Endowment plans and saving plans, which have more of investment and saving components, are charged under concessional service tax rate of 3.75 per cent for the first premium for the first year and 1.875 per cent of the service tax on the subsequent premiums.
As far as pension plans are concerned, on a single premium annuity policy, a service tax of 1.5 per cent is levied.
Non life insurance policies:
Health, motor and other non life insurance policies currently attract a service tax of 15 per cent on the insurance premium.
What are the implications on the insurance, premium under the GST regime?
The proposed rates of Service Tax under the GST regime will be 18 per cent or 22 per cent. This implies that there will be a steep increment in the amount of the current insurance premiums paid by the policyholders.
The insurance premiums will aggravate by 300 basis points or 3 per cent, if the rate of tax is glued at 18 per cent.
On the other hand, the insurance premium will rise steeply by 700 basis points or 7 per cent, if the rate of tax is fixed at 22 per cent from the current level of 15 per cent with effect from April 2017 or later.
Example: If you are currently paying Rs 1000 as an insurance premium for your term plan, you are paying Rs 150 as service tax; the total premium comes to Rs 1150 that you pay to your insurance company.
But with an enhancement in the tax rate under GST reform, you will pay an increased premium of either Rs 1180 (if the GST rate is fixed at 18 per cent) or Rs 1220 (if the GST rate is fixed at 22 per cent by the GST Council).
The Arvind Subramanian Committee has, however, recommended a GST rate of 18 per cent along with inculcating the differential pricing for specific products.
Segment wise implication on the various types of policies:
Life insurance policies:
Term plans are the pure risk protection plans which will pay the policy value in case the insured dies during the contract term. There is no maturity value or investment component attached to a plain vanilla term plan.
Service tax rates on term insurance premium will witness an abrupt increase from 15 per cent to the proposed 18 per cent or 22 per cent GST on the basic premium.
In case of the life insurance plans like endowment plans or savings plan, there is a differential pricing followed as these specific products have more of investment component than the risk component associated with its framework.
The tax is anticipated to rise up to 5.50 per cent and for renewal premiums up to 2.75 per cent if the tax rate is fixed at 22 per cent or will rise to 4.50 per cent and 2.25 per cent for the subsequent premiums, if GST is fixed at 22 per cent.
For single premium annuity policy, the service tax rate will rest either up to 1.8 per cent or 2.2 per cent under the new regime.
Non life insurance policies:
Health, motor and other non-life insurance premiums will also witness a rise in service tax from the current level of 15 per cent to 18 per cent or 22 per cent from April 2017 or later.
The premium will get costlier by 3 per cent to 7 per cent, depending upon the rate fixed by the GST Council.
Insurance is purely taken to financially protect your loved ones or your property or any third party loss in the event of the covered risk resulting in a loss.

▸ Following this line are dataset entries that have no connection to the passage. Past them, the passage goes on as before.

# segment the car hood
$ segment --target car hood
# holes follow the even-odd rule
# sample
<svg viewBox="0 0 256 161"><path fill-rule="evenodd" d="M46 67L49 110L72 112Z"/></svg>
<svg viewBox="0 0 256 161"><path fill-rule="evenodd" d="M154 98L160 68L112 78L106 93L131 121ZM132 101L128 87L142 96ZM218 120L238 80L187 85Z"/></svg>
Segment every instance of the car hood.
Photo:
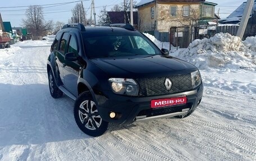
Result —
<svg viewBox="0 0 256 161"><path fill-rule="evenodd" d="M196 68L187 62L162 55L104 58L91 61L108 75L116 76L124 75L126 77L129 75L140 77L149 74L156 76L163 75L163 73L184 73Z"/></svg>

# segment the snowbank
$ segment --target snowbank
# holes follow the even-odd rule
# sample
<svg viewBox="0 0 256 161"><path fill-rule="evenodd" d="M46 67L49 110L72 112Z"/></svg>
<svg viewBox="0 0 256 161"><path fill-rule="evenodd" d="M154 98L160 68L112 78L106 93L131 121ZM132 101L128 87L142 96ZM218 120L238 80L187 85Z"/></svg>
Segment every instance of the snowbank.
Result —
<svg viewBox="0 0 256 161"><path fill-rule="evenodd" d="M200 68L225 68L256 70L256 36L242 42L239 37L228 33L196 39L185 50L172 54Z"/></svg>

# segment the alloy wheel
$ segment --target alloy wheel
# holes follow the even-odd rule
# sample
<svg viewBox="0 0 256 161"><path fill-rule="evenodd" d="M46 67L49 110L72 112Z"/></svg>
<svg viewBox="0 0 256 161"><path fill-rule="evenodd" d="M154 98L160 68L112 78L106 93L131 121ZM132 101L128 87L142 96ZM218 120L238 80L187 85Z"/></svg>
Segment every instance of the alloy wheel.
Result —
<svg viewBox="0 0 256 161"><path fill-rule="evenodd" d="M83 102L79 106L79 119L83 126L91 130L97 130L102 122L95 103L91 100Z"/></svg>

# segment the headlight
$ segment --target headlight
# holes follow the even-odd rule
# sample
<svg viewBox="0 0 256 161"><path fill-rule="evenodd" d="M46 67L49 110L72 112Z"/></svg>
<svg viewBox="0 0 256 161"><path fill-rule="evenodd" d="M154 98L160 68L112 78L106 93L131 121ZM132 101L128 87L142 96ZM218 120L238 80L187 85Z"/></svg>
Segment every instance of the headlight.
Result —
<svg viewBox="0 0 256 161"><path fill-rule="evenodd" d="M138 85L133 79L111 78L108 81L115 93L133 96L138 94Z"/></svg>
<svg viewBox="0 0 256 161"><path fill-rule="evenodd" d="M191 73L191 79L192 80L192 88L198 86L202 83L201 75L198 70Z"/></svg>

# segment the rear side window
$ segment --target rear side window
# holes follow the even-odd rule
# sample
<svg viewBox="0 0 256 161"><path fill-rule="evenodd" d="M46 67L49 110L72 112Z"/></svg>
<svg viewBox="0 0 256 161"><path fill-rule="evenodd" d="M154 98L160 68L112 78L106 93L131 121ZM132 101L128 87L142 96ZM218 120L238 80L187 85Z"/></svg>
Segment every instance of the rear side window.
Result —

Under the new GST regime, it is evident that the premiums are likely to rise. This calls for a rework in your allocation of resources towards the financial instruments held at your end.
Planning your finances early will save you from the sudden outflow of financial resources. You may also consult an online/offline financial expert(s) for the same.
If you intend to buy an insurance plan, it is important to compare an insurance plan considering the new tax regime before making a final buying decision. Buy an appropriate plan meeting your requirements and financial security to avert the impact of any kind of risk associated to you, your family or your property.